Abstract
Xanthine oxidase inhibitors, including allopurinol and febuxostat, are the first-line treatment of hyperuricemia. This meta-analysis investigated the association between urate-lowering therapy and all-cause mortality in different chronic diseases to match its users and non-users in a real-world setting. Overall, 11 studies were included, which reported adjusted hazard ratios for all-cause mortality over at least 12 months. Meta-analysis of all included studies showed no effect of the therapy on all-cause mortality. However, subgroup analyses showed its beneficial effect in patients with chronic kidney disease (14% risk reduction) and hyperuricemia (14% risk reduction), but not in patients with heart failure (28% risk increase). Urate-lowering therapy reduces all-cause mortality among patients with hyperuricemia and chronic kidney disease, but it seems to increase mortality in patients with heart failure and should be avoided in this subgroup.
Keywords: all-cause mortality, allopurinol, febuxostat, hyperuricemia, xanthine oxidase inhibitors
Introduction
Hyperuricemia is defined as increased serum level of uric acid. When the serum level of uric acid exceeds the solubility threshold for monosodium urate, symptoms of gout may occur. The prevalence of hyperuricemia is estimated at 20% among the US population, whereas the prevalence of gout is estimated at 3.9% of US adults, including 5.2% of men and 2.7% of women [1]. The risk factors for hyperuricemia include genetic vulnerability, male sex, older age, lifestyle factors, chronic kidney disease, and use of numerous pharmaceuticals [2], including diuretics, low-dose aspirin, beta-blockers, angiotensin-converting-enzyme inhibitors, angiotensin-receptor blockers (except for losartan), and many others [3].
Xanthine oxidase inhibitors (XOI), including allopurinol and febuxostat, remain the first-line treatment of hyperuricemia [2]. Xanthine oxidase (XO) participates in conversion from hypoxanthine and guanine to uric acid, a part of purine catabolism pathway. Inhibition of XO leads, therefore, to a decrease in serum uric acid levels, with a concomitant increase in levels of hypoxanthine, xanthine, and guanine. These substances, however, exhibit significant toxicity [4, 5]. As a result, drugs lowering serum uric acid may lead to increased risk of cancer [6]. Additionally, a U-shaped association between serum uric acid, mortality [7], and cardiovascular risk [8] was reported.
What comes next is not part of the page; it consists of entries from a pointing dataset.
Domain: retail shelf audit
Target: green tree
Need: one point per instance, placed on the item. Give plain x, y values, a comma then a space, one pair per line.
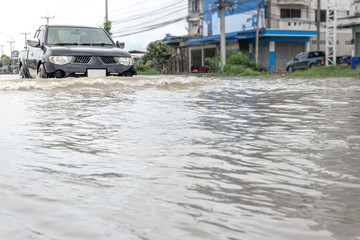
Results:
158, 53
107, 27
5, 59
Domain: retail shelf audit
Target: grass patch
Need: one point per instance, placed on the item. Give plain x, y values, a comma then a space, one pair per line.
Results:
322, 71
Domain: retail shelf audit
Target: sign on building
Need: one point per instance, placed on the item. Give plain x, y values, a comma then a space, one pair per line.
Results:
238, 18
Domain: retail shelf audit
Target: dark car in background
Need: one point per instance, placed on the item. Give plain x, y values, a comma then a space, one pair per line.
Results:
306, 60
72, 51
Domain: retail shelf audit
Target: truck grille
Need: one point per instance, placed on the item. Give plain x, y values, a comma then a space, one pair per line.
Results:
82, 59
108, 60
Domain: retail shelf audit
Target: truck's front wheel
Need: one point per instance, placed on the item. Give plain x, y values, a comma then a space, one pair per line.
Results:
22, 72
41, 72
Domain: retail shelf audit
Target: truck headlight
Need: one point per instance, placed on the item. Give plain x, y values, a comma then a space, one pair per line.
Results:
127, 61
60, 60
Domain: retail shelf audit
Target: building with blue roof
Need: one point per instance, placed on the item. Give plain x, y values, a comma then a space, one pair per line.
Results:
287, 27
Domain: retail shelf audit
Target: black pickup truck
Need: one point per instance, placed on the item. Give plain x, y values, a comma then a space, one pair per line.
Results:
306, 60
74, 51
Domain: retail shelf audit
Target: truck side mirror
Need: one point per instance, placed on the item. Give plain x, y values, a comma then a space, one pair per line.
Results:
120, 44
33, 42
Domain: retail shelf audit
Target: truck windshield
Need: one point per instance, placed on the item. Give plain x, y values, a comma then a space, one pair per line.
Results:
77, 36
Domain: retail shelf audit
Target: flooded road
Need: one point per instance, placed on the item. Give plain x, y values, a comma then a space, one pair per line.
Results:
174, 157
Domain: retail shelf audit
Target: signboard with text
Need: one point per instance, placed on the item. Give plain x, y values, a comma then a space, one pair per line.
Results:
241, 16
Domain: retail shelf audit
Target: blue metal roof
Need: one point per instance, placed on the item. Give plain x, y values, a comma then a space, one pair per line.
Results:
208, 39
263, 33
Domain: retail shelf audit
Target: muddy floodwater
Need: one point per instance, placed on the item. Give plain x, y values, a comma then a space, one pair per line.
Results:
179, 157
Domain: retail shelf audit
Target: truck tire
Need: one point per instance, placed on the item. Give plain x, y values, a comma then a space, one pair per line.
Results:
41, 72
290, 69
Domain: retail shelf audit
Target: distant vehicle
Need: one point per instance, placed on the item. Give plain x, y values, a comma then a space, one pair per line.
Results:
306, 60
72, 51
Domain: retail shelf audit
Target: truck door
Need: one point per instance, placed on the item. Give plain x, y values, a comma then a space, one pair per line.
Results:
34, 54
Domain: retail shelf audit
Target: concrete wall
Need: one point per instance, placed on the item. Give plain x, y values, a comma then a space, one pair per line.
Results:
284, 52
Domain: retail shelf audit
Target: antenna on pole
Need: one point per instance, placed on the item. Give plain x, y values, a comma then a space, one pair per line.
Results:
47, 19
331, 23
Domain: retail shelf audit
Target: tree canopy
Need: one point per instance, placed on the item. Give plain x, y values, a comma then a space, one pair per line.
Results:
158, 53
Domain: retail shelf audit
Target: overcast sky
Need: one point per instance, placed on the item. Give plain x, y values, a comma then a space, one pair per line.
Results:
20, 16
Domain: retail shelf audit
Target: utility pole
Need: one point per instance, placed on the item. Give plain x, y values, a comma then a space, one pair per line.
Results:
257, 33
222, 34
318, 15
221, 4
106, 11
11, 47
331, 26
25, 37
47, 19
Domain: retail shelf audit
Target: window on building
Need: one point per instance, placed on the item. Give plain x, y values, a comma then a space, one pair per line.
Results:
195, 6
322, 15
290, 13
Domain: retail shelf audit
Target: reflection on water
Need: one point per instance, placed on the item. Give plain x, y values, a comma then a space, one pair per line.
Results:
179, 158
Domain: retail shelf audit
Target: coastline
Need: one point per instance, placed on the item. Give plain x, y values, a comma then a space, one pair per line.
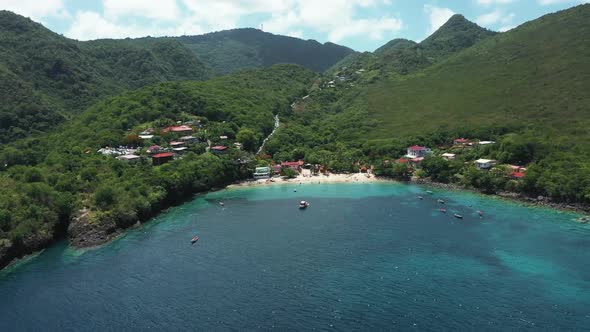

On the other hand, uric acid is known as an antioxidant, and it has been proposed to have neuroprotective properties [9]. It should also be noted that the relationship between serum uric acid level and symptoms of gout is not obvious; many patients with hyperuricemia remain asymptomatic, while in some patients with a relatively low serum uric acid level, a flare of gout may appear [2].
Therefore, we feel that it is reasonable to consider the most important endpoint, namely mortality, in decision making on the treatment of hyperuricemia. A reduction of all-cause mortality is a reliable measure of treatment efficacy in various populations. That is why all-cause mortality seems to be an adequate outcome to compare the benefits of urate-lowering therapy between patients with different diseases. Due to the shortage of randomized controlled trials on the subject, non-randomized studies were analyzed in the present study. Thus, the aim of our work was to analyze the association between urate-lowering therapy and all-cause mortality in different chronic diseases to match its users and non-users in a real-world setting.
Material and methods
Protocol and registration
The systematic review protocol was developed in accordance with the Preferred Reporting Items for Systematic Review and Meta-analysis Protocols (PRISMA) guidance [10]. The study protocol was registered at PROSPERO (CRD42022346624).
Data sources and searches
This was a systematic review and meta-analysis. The PubMed, Scopus, and EMBASE electronic databases was searched for articles published in English from January 2000 to January 2023. Last search was performed on January 20, 2023. Relevant keywords were applied alone or in combination to identify data. The search strategy with the number of hits is presented in the study protocol. For abstracts potentially meeting the inclusion criteria, full-text publications were retrieved. Each study was assessed for eligibility by 2 independent reviewers, according to the criteria presented in the study protocol. Reasons for exclusion were briefly documented.
Study selection
Studies that reported adjusted hazard ratios (HR) for all-cause mortality over at least 12 months in febuxostat or allopurinol users vs. non-users in real-world matched cohorts were eligible. Only studies carried out among adults were included.
Data extraction and quality assessment
Two independent investigators (MMN and MN) extracted the following variables: adjusted HR, sample size, percentage of men, mean age, average follow-up (mean or median), and number of deaths. Disagreements were resolved by consensus. The total duration of follow-up was obtained from publications or calculated by multiplying the average follow-up by cohort size (patient-years). The number of deaths per 1000 patient-years was obtained from publications or calculated by dividing the number of deaths by the total follow-up duration.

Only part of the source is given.